Cross-Machine Coordination
Run agents on remote machines. Your laptop runs the TUI. A workbench, GPU box, or cloud instance runs the agents. One grid, multiple hosts.
How It Works
Two modes of initech, one binary:
- TUI mode (
initech) runs on your machine. Normal TUI with local panes, plus connections to remote daemons. Remote panes appear in the same grid as local ones. - Headless mode (
initech serve) runs on the remote machine. Launches agents in PTYs, listens on TCP, streams terminal output to connected TUI clients. No rendering, no UI.
MacBook (TUI mode) Workbench (headless mode) +-----------------------------+ +-------------------------+ | initech | TCP | initech serve | | |<------>| | | super [local] | :7391 | eng1 [local PTY] | | pm [local] | | eng2 [local PTY] | | | | eng3 [local PTY] | | workbench:eng1 [R] | +-------------------------+ | workbench:eng2 [R] | | workbench:eng3 [R] | +-----------------------------+
Remote agents display as host:agent [R] in the TUI grid, ribbon, and overlay. You navigate between local and remote panes uniformly with Alt+arrows. Keyboard input to a focused remote pane flows over the TCP connection.
Setup Walkthrough
1. Remote machine (workbench)
Install initech, create a project directory, and configure for headless mode:
$ curl -fsSL https://initech.sh/install.sh | bash $ mkdir myproject && cd myproject $ initech init
Edit initech.yaml to configure headless mode:
project: myproject root: /home/you/myproject peer_name: workbench mode: headless listen: ":7391" token: your-shared-secret roles: - eng1 - eng2 - eng3
Start the daemon:
$ initech serve Listening on :7391 (peer: workbench) Started eng1, eng2, eng3
The daemon launches agents and waits for TUI clients. Agents keep running even when no client is connected.
2. Local machine (laptop)
In your project's initech.yaml, add a remotes block pointing to the workbench:
project: myproject root: /Users/you/myproject peer_name: laptop roles: - super - pm remotes: workbench: addr: "192.168.1.100:7391" token: your-shared-secret
3. Launch
$ initech
The TUI starts local agents (super, pm) and connects to the workbench. Remote agents (eng1, eng2, eng3) appear in the grid alongside local ones. You're now running 5 agents across 2 machines from one terminal.
Addressing Remote Agents
Use host:agent format for cross-machine communication:
# Send from laptop to workbench agent $ initech send workbench:eng1 "fix the auth bug" # Peek at a remote agent $ initech peek workbench:eng2 -n 10 # Remote agent sends back to local $ initech send laptop:super "[from eng1] ini-42: ready for QA"

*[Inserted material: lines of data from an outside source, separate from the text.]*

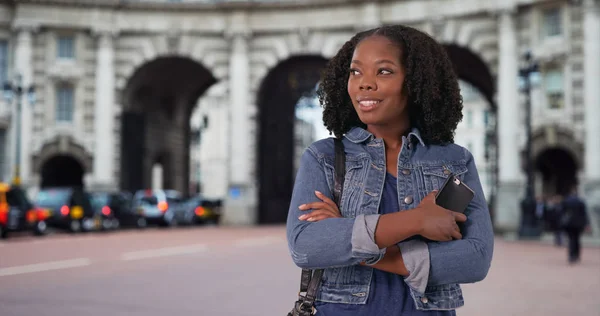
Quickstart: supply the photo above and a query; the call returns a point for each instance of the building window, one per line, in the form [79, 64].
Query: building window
[64, 103]
[552, 22]
[66, 47]
[469, 118]
[3, 61]
[553, 84]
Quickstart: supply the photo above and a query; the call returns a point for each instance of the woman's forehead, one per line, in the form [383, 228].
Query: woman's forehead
[376, 47]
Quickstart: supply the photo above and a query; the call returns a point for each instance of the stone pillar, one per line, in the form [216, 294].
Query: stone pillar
[104, 113]
[23, 67]
[591, 52]
[239, 209]
[510, 189]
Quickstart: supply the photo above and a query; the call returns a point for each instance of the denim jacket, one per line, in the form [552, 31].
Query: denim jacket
[339, 244]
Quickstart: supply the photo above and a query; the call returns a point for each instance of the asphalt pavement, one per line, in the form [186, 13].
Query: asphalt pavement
[247, 271]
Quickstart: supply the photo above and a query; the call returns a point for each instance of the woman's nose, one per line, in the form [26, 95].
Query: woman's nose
[367, 84]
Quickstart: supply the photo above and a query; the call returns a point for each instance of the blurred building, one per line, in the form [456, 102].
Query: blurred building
[474, 131]
[118, 82]
[304, 135]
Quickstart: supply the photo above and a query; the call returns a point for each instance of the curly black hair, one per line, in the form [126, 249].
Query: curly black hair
[434, 100]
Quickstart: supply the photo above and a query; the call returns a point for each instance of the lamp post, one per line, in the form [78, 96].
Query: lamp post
[13, 90]
[529, 227]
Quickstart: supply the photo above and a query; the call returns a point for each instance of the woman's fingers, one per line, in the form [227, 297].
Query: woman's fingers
[325, 199]
[456, 235]
[459, 217]
[314, 205]
[317, 215]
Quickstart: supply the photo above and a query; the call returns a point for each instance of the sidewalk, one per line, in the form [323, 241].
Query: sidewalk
[548, 239]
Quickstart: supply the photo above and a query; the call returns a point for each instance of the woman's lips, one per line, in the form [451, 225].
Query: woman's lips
[368, 105]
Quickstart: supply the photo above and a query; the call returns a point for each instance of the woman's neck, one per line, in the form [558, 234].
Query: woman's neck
[391, 135]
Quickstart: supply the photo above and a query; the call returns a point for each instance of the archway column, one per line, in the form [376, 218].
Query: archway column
[591, 30]
[104, 113]
[239, 209]
[510, 186]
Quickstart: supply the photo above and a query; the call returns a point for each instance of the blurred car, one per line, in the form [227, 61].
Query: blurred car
[158, 206]
[206, 211]
[71, 208]
[17, 213]
[115, 210]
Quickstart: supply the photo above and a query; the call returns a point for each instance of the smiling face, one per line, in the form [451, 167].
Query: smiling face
[376, 81]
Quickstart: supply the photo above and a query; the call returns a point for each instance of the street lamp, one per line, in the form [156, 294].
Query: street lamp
[529, 227]
[12, 90]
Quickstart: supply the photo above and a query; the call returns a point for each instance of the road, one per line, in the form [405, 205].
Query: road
[246, 271]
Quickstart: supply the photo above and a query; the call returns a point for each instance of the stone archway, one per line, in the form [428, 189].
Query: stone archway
[62, 163]
[557, 157]
[278, 95]
[472, 69]
[158, 101]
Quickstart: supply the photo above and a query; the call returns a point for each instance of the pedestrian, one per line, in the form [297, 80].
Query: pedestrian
[554, 211]
[574, 220]
[392, 96]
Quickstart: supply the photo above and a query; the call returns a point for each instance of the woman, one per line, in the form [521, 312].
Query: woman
[393, 96]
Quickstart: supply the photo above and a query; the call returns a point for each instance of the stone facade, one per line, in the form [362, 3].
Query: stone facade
[238, 43]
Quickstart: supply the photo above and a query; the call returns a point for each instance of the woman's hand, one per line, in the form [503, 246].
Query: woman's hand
[320, 210]
[438, 223]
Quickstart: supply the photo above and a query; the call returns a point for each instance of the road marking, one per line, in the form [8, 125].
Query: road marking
[45, 266]
[258, 241]
[164, 252]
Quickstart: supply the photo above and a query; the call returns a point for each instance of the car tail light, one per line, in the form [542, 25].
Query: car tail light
[31, 217]
[42, 214]
[3, 213]
[163, 206]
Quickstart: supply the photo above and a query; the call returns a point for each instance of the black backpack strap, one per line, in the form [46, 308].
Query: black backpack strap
[309, 281]
[340, 171]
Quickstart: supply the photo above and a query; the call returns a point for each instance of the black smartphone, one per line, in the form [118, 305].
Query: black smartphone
[454, 195]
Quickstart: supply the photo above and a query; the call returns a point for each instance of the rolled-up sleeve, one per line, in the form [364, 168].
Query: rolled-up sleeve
[415, 254]
[466, 260]
[363, 239]
[333, 242]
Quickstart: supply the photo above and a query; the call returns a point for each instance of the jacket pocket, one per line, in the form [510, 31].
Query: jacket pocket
[442, 297]
[354, 180]
[435, 176]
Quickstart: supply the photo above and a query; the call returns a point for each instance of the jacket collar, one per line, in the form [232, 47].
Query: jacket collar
[360, 135]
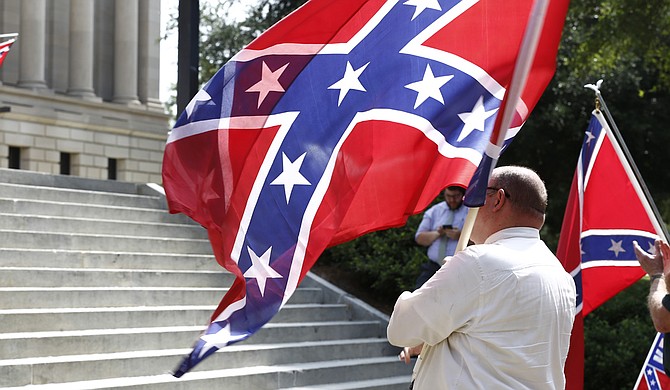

Bare names (without host:) always resolve to local agents. No implicit cross-machine routing.
Use initech peers to see all connected machines and their agents:
$ initech peers PEER AGENTS local super pm workbench eng1 eng2 eng3
Auto-Reconnect
If the network drops, the TUI automatically reconnects to the remote daemon. Remote agents are marked as disconnected in the grid until the connection is restored. No agent work is lost on the remote side because the PTYs never stopped running.
On reconnect, the daemon replays recent terminal output for each pane so you see current content immediately, not a blank screen that fills in over time.
Daemon Persistence
The headless daemon keeps agents running when no TUI client is connected. You can disconnect your laptop, close it, and reconnect later. This is analogous to how tmux server persists when the client detaches, but with initech's agent awareness and message delivery guarantees.
Security
Cross-machine connections are authenticated with a shared bearer token. Both sides must use the same token value. The token is sent during the connection handshake and validated before any data is exchanged.
The transport is raw TCP with no application-level encryption. This is designed for trusted networks:
- Tailscale / WireGuard VPN: Traffic is already encrypted at the network level. The token prevents unauthorized clients on the same tailnet.
- Trusted LAN: Machines on the same physical network. The token is the access control.
- Untrusted network: Use SSH tunneling (
ssh -L 7391:localhost:7391 workbench) and setlisten: "127.0.0.1:7391"on the daemon so it only accepts local connections.
The daemon can control agent processes (start, stop, restart) and inject text into their terminals. Treat the token like a password.